Pardi ! Où trouver des devises pour continuer à assurer le service de la dette, approvisionner le marché sénégalais en denrées de première nécessité... sans richesses additionnelles. Le pétrole et le gaz ? N’y pensez même pas, les recettes attendues doivent servir d’abord à rembourser la dette contractée pour développer ces projets. Un endettement représentant environ 70% du PIB avait déjà attisé des débats épiques notamment à l’Assemblée nationale, je me demande à quel type d’échanges on assisterait avec un taux d’endettement dépassant largement les 100% du PIB, juste à cause d’une décision monétaire pour des justifications liées à notre souveraineté. Notre souveraineté monétaire, nous l’avons juste déléguée à la BCEAO et le Sénégal l’exerce pleinement à travers ses représentants dans les instances de décision de l’Institut d’émission. Ne dit-on pas que l’Union fait la force ? Quittons ce cauchemar de monnaie-fiction pour retrouver notre réalité économique. La monnaie ne produit pas automatiquement le développement économique espéré, mais par contre, une économie forte, diversifiée et résiliente est un bon matelas à ressort pour une monnaie crédible.

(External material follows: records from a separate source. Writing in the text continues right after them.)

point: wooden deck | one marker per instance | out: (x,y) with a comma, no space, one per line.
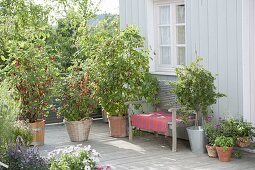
(145,152)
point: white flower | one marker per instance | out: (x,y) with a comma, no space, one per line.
(95,159)
(87,168)
(87,148)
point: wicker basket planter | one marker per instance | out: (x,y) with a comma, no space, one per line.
(78,131)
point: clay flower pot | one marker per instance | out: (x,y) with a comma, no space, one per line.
(211,150)
(118,126)
(243,142)
(224,156)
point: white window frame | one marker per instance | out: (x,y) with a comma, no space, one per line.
(168,69)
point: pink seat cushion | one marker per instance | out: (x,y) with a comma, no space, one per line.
(155,121)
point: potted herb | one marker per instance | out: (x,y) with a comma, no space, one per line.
(121,68)
(78,103)
(244,134)
(195,90)
(34,78)
(224,146)
(212,131)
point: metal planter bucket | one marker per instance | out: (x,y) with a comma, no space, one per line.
(197,139)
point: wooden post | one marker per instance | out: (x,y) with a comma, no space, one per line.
(130,135)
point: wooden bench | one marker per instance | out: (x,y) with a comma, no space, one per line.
(161,118)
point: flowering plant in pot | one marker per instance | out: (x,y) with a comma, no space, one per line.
(195,90)
(78,103)
(244,130)
(121,67)
(239,130)
(224,146)
(212,131)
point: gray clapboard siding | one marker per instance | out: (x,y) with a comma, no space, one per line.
(214,30)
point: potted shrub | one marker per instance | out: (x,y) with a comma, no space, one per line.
(244,130)
(78,103)
(33,78)
(27,60)
(224,146)
(121,69)
(76,157)
(239,130)
(212,131)
(195,90)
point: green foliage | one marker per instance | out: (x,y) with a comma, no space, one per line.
(28,64)
(224,142)
(195,88)
(66,36)
(236,128)
(23,131)
(212,131)
(120,67)
(77,95)
(237,154)
(22,24)
(9,109)
(73,158)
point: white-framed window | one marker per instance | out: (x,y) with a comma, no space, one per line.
(169,34)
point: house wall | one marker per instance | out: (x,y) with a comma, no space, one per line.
(248,49)
(214,30)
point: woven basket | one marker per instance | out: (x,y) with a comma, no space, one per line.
(78,130)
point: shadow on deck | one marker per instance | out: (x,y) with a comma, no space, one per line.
(145,152)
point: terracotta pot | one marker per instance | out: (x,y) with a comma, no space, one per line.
(224,156)
(243,142)
(211,150)
(118,126)
(38,129)
(78,131)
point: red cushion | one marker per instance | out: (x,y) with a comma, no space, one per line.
(155,121)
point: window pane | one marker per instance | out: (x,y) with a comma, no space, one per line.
(181,55)
(180,31)
(165,35)
(165,55)
(164,14)
(180,14)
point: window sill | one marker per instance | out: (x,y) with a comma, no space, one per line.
(165,73)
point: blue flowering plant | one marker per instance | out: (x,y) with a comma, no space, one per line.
(75,157)
(19,157)
(212,130)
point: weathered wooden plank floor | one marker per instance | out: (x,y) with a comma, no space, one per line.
(145,152)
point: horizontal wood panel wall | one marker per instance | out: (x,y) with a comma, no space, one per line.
(214,30)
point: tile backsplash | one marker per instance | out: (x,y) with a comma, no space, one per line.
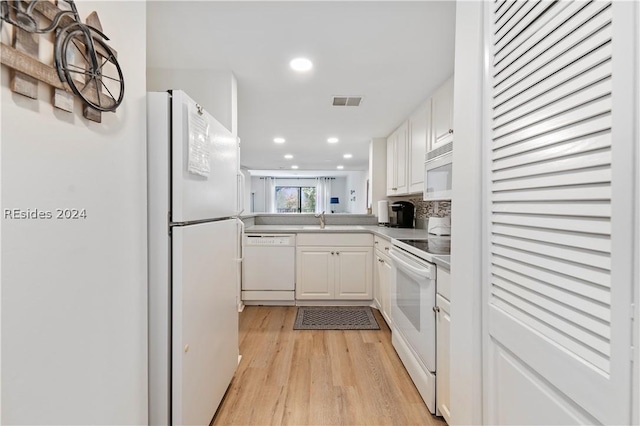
(426,209)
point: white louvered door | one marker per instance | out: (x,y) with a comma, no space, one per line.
(558,274)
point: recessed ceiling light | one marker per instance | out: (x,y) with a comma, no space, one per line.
(301,64)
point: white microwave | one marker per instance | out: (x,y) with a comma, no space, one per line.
(437,176)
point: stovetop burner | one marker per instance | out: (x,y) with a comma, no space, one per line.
(431,245)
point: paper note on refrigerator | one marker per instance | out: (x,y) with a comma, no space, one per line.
(199,144)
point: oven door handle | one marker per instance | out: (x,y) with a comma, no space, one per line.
(418,272)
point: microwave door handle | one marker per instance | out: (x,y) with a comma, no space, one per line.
(417,272)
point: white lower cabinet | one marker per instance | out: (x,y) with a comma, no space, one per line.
(334,267)
(382,278)
(443,327)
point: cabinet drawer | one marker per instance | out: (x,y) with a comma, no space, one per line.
(328,239)
(443,283)
(382,245)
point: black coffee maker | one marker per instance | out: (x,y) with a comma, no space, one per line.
(404,211)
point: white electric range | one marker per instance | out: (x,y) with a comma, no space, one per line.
(413,299)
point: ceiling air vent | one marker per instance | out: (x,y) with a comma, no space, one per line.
(347,100)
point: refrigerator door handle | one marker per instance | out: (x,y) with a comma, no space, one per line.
(240,246)
(241,184)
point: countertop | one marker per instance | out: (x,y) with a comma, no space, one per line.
(381,231)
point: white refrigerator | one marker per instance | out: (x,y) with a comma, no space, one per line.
(194,237)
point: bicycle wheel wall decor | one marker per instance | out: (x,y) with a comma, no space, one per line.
(84,67)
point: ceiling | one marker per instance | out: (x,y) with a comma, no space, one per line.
(392,53)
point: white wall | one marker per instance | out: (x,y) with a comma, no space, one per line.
(466,218)
(247,190)
(74,292)
(356,181)
(377,172)
(215,90)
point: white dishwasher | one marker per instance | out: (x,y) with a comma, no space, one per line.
(268,269)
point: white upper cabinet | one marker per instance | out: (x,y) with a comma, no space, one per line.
(442,115)
(428,128)
(419,125)
(397,145)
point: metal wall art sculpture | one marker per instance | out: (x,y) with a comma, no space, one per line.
(84,64)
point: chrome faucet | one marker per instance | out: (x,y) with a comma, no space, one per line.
(322,220)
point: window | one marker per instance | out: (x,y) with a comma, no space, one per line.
(295,199)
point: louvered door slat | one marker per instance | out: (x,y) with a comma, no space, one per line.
(503,9)
(560,208)
(551,104)
(563,163)
(499,5)
(590,242)
(580,177)
(522,93)
(600,125)
(542,28)
(562,281)
(512,37)
(582,224)
(576,116)
(514,18)
(540,320)
(550,62)
(572,32)
(563,149)
(577,76)
(587,306)
(555,313)
(592,275)
(582,192)
(590,329)
(586,257)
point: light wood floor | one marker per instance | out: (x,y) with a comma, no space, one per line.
(318,377)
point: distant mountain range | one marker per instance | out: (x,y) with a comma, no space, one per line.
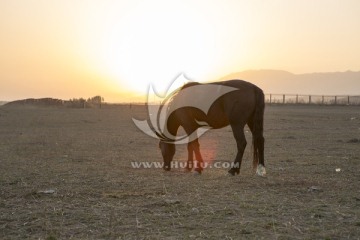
(276,81)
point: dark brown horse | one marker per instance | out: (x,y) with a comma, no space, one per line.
(243,105)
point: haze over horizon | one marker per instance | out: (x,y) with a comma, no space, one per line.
(67,49)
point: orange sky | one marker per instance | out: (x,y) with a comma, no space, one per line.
(67,49)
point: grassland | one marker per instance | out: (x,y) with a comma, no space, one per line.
(67,174)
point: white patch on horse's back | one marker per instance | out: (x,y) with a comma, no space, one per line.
(261,171)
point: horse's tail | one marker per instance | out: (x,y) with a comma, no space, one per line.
(258,128)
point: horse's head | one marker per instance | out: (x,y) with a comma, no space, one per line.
(168,152)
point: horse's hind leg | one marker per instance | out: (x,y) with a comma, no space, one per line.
(238,131)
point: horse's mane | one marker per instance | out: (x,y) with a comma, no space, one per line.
(176,92)
(190,84)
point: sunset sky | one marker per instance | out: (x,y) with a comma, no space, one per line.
(72,48)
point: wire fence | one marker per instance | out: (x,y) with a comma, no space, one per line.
(312,99)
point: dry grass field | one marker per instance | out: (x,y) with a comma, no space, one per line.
(67,174)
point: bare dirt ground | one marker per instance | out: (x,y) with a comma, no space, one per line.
(67,174)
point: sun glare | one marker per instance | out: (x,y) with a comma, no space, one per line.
(154,46)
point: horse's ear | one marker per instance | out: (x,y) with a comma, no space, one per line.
(158,134)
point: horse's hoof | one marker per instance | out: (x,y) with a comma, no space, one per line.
(261,171)
(234,171)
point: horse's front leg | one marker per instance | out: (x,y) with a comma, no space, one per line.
(190,162)
(199,160)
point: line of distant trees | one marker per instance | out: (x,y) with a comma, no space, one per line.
(96,101)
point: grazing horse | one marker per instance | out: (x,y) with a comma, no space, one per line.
(243,105)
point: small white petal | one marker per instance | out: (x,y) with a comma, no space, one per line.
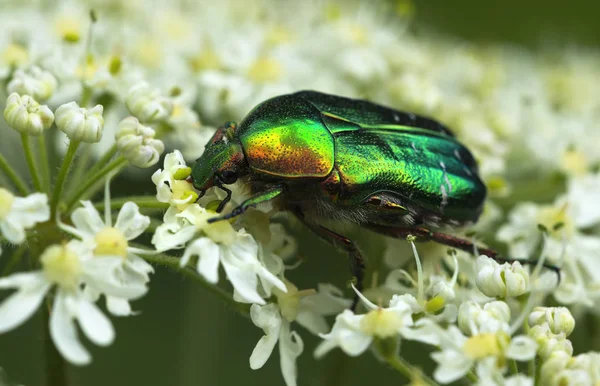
(94,324)
(13,231)
(290,347)
(87,219)
(208,259)
(521,348)
(131,222)
(18,307)
(118,306)
(269,319)
(245,282)
(64,333)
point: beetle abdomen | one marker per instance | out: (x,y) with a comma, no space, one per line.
(433,174)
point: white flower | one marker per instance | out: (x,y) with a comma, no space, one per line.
(460,353)
(27,116)
(171,184)
(492,317)
(354,333)
(276,329)
(63,268)
(20,213)
(237,252)
(79,123)
(137,144)
(35,82)
(559,319)
(562,369)
(107,244)
(147,104)
(550,343)
(506,280)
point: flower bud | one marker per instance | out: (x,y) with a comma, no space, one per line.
(26,115)
(137,144)
(559,319)
(35,82)
(147,104)
(492,317)
(550,343)
(79,123)
(506,280)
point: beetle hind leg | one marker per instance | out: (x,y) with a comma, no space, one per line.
(357,263)
(423,234)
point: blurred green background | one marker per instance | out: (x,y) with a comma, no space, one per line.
(184,336)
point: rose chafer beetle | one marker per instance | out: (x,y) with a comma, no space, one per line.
(329,158)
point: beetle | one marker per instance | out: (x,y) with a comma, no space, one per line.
(325,157)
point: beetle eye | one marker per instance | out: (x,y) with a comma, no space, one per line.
(228,176)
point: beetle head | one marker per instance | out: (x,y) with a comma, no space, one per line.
(222,161)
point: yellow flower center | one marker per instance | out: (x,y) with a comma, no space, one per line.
(182,173)
(207,59)
(62,266)
(69,29)
(110,241)
(574,162)
(484,345)
(148,53)
(288,301)
(381,323)
(183,190)
(265,70)
(15,55)
(6,200)
(357,34)
(435,304)
(278,35)
(556,220)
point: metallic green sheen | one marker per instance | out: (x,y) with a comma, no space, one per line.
(378,149)
(285,137)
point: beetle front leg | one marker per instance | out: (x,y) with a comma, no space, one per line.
(423,234)
(357,263)
(261,197)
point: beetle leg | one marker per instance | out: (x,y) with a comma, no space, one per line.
(423,234)
(264,196)
(357,263)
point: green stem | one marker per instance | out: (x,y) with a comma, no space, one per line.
(56,368)
(514,369)
(45,163)
(92,180)
(80,166)
(13,176)
(25,140)
(86,95)
(408,370)
(62,175)
(141,201)
(173,263)
(15,258)
(472,377)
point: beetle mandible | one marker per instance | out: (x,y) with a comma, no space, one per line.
(325,157)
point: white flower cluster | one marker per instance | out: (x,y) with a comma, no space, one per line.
(130,81)
(98,261)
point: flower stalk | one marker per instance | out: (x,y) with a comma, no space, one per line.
(16,180)
(31,164)
(62,175)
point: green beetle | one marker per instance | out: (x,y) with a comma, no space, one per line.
(326,157)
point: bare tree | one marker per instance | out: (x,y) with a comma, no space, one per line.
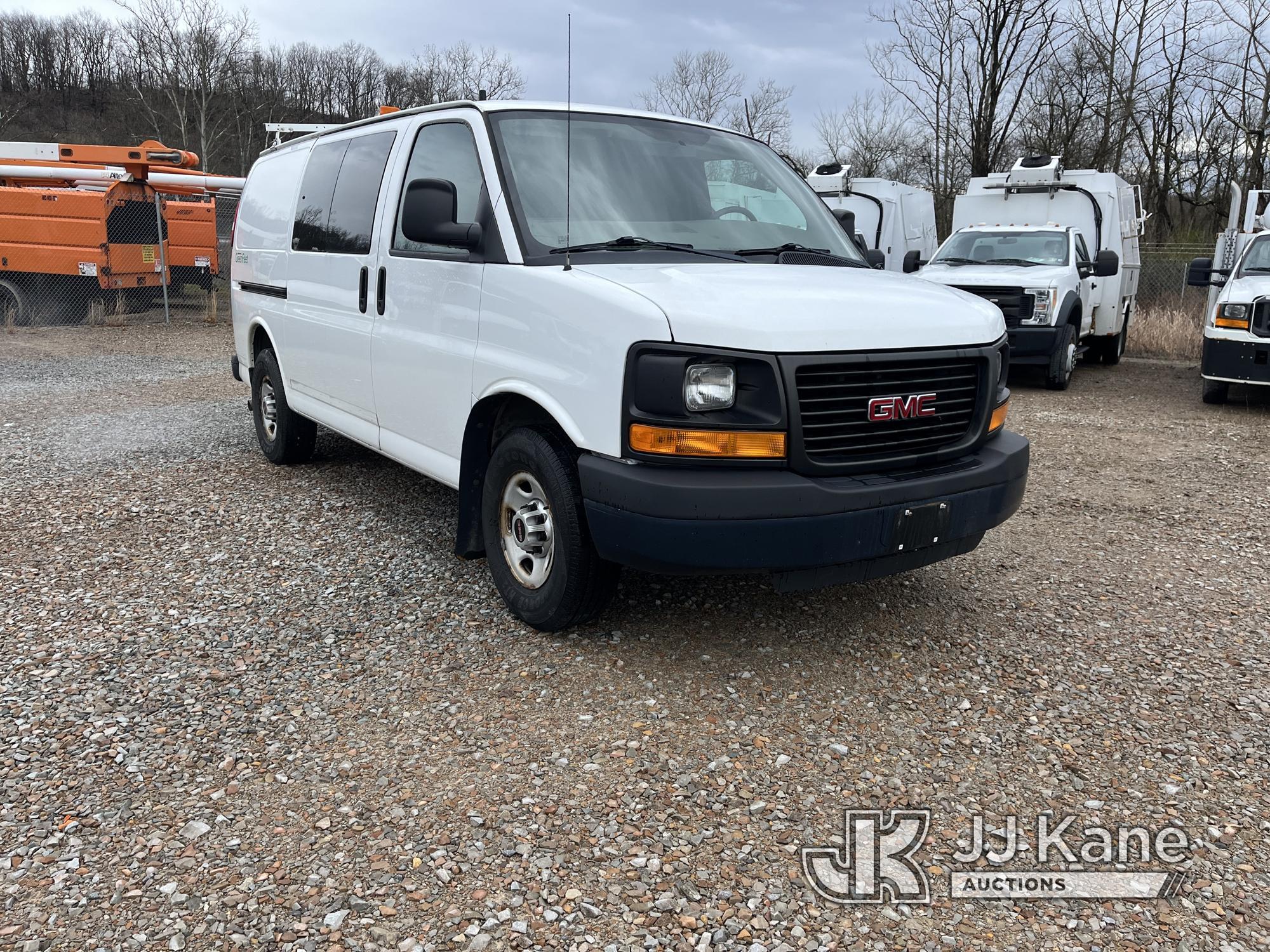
(185,55)
(700,87)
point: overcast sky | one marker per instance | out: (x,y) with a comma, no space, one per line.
(819,49)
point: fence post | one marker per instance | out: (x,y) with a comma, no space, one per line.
(163,260)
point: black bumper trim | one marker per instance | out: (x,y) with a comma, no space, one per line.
(1236,360)
(1032,346)
(752,522)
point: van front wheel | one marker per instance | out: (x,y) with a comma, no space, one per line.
(537,539)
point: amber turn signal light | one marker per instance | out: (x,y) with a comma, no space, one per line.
(745,445)
(999,417)
(1233,323)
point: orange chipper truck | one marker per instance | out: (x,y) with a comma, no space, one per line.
(78,224)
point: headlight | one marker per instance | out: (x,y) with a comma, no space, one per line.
(1043,307)
(709,387)
(1234,317)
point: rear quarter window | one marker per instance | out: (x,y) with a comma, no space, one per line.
(269,205)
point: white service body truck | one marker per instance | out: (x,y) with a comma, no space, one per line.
(608,361)
(890,216)
(1057,251)
(1238,318)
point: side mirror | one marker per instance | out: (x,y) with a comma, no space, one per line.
(1200,275)
(846,219)
(1106,265)
(430,215)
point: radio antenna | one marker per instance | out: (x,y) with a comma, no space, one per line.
(568,134)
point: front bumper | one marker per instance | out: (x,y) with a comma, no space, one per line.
(1032,346)
(808,532)
(1238,361)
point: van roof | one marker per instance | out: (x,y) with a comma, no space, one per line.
(490,106)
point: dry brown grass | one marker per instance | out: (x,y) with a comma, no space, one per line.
(1173,333)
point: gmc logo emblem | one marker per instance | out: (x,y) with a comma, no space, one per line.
(902,408)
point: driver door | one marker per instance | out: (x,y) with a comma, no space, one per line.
(1089,284)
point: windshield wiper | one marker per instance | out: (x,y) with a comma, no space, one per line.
(796,247)
(634,243)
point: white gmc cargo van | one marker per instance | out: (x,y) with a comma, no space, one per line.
(613,367)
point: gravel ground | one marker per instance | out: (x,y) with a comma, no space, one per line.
(247,706)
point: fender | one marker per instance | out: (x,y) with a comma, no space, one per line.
(260,322)
(1070,312)
(469,543)
(535,394)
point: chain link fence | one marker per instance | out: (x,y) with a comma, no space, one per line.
(1170,315)
(112,255)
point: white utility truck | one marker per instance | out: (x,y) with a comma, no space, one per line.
(612,364)
(1057,251)
(1238,318)
(890,216)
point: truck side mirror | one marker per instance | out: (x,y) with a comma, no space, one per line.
(1200,275)
(846,219)
(1106,265)
(430,214)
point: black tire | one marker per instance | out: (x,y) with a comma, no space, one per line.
(294,437)
(577,583)
(1216,392)
(1062,362)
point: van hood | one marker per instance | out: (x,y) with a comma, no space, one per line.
(998,276)
(805,309)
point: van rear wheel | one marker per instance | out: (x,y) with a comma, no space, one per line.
(285,436)
(537,539)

Lorsqu’on estime qu’on habite une maison qui a besoin de rénovation, on n’est pas obligée de la raser d’abord pour ensuite aller chercher le financement nécessaire pour bâtir une nouvelle maison. Ce serait dommage de s’appliquer la politique de la terre brulée au moment où les urgences sont nombreuses.
Sous réserves de la disponibilité d’une série d’études (notamment d’impact) et d’analyses scientifiques sur les bénéfices de la création d’une nouvelle monnaie pour le Sénégal, devant faire l’objet d’échanges avec les spécialistes attitrés, il n’est pas souhaitable d’ouvrir la boite de pandore monétaire. Le Deureumou Sénégal ne devrait pas être le cimetière du pouvoir d’achat des Sénégalais qui porteraient alors le deuil de leur bien-être.
La presse rapporte que cette réforme d’envergure envisagée par la coalition Diomaye Président est déclinée dans un programme dénommé « Le projet d’un Sénégal juste et prospère ». Toutefois, ce projet de réforme monétaire se révèle injuste (parce que privant le pays d’atouts économiques, financiers et historiques acquis dans l’Union monétaire) et risquerait de compromettre le rêve d’un Sénégal prospère (sauf si la prospérité visée est celle de PROS, père véritable du projet).
Ange Constantin Mancabou est Inspecteur des Impôts et des Domaines.